Democrats came out swinging on Friday during a House subcommittee hearing on the Department of Justice announcement that it would curtail its defense of the federal ban on recognition of same-sex marriages.
The hearing, entitled “Defending Marriage,” was called by Rep. Trent Franks (R-Ariz.), the new Republican chairman of the subcommittee. Franks called only three witnesses — two of which have taken high-profile stances against same-sex marriage and the DOJ decision to limit its defense of the Defense of Marriage Act (DOMA).
One witness, Ed Whelan, head of a religious conservative think tank called the Ethics and Public Policy Center, claimed the Obama administration’s decision to limit its defense of DOMA was the culmination of a long-standing strategy by Obama to promote same-sex marriage.
“I think one would have to be very naïve to think anything other than that [through] a stealth strategy, step-by-step, the administration is doing whatever it can to promote same-sex marriage and to induce the courts to adopt that approach.”
Whelan said the fact that President Obama was once a professor of constitutional law “makes all the more implausible that he suddenly discovered” that DOMA is unconstitutional.
Whelan did not mention, nor did anyone else, that the DOJ made clear it would continue enforcing DOMA, that it would defend DOMA as meeting the simplest of judicial standards at least in the 1st Circuit U.S. Court of Appeals, and that it would assist Congress in its defense of the law.

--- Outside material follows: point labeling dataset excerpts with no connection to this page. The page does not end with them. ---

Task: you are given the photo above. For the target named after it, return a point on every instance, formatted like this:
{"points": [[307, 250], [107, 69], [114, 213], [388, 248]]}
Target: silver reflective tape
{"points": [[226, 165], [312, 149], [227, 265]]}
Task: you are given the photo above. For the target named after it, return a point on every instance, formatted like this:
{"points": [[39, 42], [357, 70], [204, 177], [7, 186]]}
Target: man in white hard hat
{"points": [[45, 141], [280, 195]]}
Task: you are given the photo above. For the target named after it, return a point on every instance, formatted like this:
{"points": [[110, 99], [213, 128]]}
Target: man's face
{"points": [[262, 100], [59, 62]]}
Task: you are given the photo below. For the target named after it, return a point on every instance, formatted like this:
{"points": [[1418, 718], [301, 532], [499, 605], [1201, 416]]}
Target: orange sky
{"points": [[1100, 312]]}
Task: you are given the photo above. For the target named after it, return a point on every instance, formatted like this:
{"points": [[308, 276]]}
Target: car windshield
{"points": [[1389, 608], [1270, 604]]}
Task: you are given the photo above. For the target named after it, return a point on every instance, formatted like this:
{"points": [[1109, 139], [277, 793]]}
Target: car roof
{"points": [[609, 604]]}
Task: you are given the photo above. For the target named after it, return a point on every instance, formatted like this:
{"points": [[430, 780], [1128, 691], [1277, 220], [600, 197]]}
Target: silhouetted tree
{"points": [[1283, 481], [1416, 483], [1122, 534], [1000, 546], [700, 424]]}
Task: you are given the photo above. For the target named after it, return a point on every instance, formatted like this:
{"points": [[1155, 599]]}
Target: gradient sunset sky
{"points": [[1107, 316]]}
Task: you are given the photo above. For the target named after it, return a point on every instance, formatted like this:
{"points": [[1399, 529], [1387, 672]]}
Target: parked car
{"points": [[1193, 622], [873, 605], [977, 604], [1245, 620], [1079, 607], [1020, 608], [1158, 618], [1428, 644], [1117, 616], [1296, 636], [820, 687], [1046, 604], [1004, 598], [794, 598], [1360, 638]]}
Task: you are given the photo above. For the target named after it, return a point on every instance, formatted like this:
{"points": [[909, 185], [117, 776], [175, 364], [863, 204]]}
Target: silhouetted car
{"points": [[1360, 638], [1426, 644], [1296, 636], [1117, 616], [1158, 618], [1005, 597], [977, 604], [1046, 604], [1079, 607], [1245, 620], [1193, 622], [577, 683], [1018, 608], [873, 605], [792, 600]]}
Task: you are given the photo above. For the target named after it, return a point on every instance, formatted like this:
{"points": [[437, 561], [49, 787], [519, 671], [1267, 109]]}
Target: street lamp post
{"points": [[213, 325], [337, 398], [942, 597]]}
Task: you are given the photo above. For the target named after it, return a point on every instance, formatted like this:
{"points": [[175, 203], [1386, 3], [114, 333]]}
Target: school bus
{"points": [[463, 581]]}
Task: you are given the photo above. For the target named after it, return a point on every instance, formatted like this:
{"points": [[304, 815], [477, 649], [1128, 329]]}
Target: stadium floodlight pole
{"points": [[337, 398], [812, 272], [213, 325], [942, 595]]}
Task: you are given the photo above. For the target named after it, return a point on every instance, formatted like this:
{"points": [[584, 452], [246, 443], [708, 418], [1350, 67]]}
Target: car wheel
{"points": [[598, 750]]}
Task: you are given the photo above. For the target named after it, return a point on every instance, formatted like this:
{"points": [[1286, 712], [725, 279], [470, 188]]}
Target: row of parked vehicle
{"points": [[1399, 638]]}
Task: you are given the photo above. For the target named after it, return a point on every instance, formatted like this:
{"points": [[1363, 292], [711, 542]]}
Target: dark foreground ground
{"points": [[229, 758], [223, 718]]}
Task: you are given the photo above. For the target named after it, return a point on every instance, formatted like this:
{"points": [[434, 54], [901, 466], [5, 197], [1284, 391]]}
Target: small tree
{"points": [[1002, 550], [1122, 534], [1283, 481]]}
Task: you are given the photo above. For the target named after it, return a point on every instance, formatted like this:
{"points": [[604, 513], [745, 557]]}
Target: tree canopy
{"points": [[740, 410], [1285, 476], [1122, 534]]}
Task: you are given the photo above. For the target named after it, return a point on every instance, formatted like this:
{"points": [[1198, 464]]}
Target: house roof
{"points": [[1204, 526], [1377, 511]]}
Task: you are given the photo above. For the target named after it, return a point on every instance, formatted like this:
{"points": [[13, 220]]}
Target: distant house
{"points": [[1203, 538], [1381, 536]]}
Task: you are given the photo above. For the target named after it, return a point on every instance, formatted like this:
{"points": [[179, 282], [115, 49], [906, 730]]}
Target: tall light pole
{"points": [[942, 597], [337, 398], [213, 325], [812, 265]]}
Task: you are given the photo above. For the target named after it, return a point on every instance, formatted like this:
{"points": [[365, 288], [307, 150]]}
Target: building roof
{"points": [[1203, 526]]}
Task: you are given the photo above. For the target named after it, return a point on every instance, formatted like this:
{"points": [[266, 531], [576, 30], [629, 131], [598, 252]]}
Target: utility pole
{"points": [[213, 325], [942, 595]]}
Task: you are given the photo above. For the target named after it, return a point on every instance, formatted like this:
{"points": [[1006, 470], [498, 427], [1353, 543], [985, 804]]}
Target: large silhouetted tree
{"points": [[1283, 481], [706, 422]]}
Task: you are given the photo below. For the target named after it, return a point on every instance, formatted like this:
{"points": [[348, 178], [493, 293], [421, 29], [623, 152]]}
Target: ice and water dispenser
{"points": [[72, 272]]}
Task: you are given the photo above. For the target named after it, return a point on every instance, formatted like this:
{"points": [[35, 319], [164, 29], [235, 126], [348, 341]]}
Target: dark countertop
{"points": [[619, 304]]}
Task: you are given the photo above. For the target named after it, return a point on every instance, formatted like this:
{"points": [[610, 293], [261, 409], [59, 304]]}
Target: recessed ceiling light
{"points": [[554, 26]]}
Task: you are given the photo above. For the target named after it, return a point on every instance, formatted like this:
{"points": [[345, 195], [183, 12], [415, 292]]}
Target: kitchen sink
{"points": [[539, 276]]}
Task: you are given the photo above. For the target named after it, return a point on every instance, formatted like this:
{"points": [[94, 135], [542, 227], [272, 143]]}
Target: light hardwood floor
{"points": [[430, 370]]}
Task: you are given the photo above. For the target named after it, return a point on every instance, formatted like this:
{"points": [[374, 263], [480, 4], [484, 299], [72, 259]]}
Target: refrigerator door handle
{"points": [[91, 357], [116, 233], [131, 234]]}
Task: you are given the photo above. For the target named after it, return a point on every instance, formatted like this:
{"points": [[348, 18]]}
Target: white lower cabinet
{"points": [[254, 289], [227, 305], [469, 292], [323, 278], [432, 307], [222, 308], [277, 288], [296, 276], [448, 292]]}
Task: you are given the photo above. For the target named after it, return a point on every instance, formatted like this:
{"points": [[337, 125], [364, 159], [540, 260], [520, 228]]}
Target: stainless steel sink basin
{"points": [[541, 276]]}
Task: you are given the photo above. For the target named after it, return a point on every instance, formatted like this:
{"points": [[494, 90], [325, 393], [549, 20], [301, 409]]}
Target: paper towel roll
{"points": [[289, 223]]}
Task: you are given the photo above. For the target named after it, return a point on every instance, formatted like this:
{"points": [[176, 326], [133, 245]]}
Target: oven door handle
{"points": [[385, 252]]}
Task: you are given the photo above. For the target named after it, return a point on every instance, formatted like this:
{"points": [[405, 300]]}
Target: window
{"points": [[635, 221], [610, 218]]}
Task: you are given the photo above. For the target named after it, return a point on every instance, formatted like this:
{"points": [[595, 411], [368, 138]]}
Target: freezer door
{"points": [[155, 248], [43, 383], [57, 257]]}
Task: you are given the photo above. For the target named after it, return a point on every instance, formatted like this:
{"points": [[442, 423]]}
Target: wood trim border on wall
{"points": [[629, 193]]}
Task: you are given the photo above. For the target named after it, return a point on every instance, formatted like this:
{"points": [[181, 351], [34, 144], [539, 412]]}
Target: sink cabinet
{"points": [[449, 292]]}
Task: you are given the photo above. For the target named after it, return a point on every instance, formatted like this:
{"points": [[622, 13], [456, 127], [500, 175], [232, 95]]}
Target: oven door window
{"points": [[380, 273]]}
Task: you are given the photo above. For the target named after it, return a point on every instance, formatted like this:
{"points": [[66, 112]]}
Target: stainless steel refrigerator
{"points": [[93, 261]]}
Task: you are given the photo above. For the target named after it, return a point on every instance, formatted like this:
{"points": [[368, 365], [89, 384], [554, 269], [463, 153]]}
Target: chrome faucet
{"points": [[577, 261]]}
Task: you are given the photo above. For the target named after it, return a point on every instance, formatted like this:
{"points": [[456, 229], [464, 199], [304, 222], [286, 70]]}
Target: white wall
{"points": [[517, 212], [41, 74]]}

Ranking Democrat Jerrold Nadler pointed out to witness Maggie Gallagher of the National Organization for Marriage that two children in the hearing room had same-sex parents.
“How would you explain to children like McKinley and Brianna who are here with us with their parents today that their family is not deserving and should be excluded from the protections and benefits of marriage, including the important confirmation that the federal government considers them a family,” asked Nadler. “Or do you consider these children expendable?”
Gallagher said no child is expendable and defended her position against same-sex marriage, saying she was an unwed mother and understands what it’s like to be in a “non-marital family.”
Rep. Mike Quigley (D-Ill.) asked Gallagher how people who claim they want government out of their lives could defend DOMA.
“What could be more personal than the decision on who you should love and how to express that love and raising children?” asked Quigley.
“We would agree on so much if we weren’t in a hotly contested political arena where its not in anyone’s interest to agree issue,” said Gallagher. “I believe there are gay people who are wonderful parents,” she added. “And it’s interesting to me that, no matter how hard I try to avoid it, people interpret what I say as a condemnation of gay people and their parenting skills –cause that’s not my intent.”
Gallagher said, “the enormous problem in this country” — concerning the survival of marriage — “wasn’t caused by gay people and it can’t be cured by them.”
“But if your concern is to defend marriage, don’t you see greater threats being infidelity, domestic violence, alcoholism, drug-use?” asked Quigley. “Those are the things that drive families apart.”
Gallagher said she still spends “some” of her time on some of those types of problems, “and if I could wave a magic wand” and eliminate divorce and have gay marriage, “I might wave that wand.” But gay marriage, like no-fault divorce, she said, changes the sense that marriage is a permanent commitment.
“Same-sex marriage is eventually going to affect everyone’s marriage,” said Gallagher, “…by changing the public understanding of what this institution is and what it’s for.”
The third witness, law professor Carlos Ball of Rutgers, got very little time to express his view, defending the Obama administration’s decision to curtail its defense of DOMA, saying it was a “careful and thorough” analysis of recent U.S. Supreme Court decisions.
Nadler and Rep. John Conyers (D-Mich.), who chaired the Judiciary Committee in the last Congressional session, also admonished Franks for holding a hearing about the DOJ decision without calling a witness from the DOJ.
Franks later responded, saying that the House would hold a DOJ oversight hearing in May and invite the DOJ then.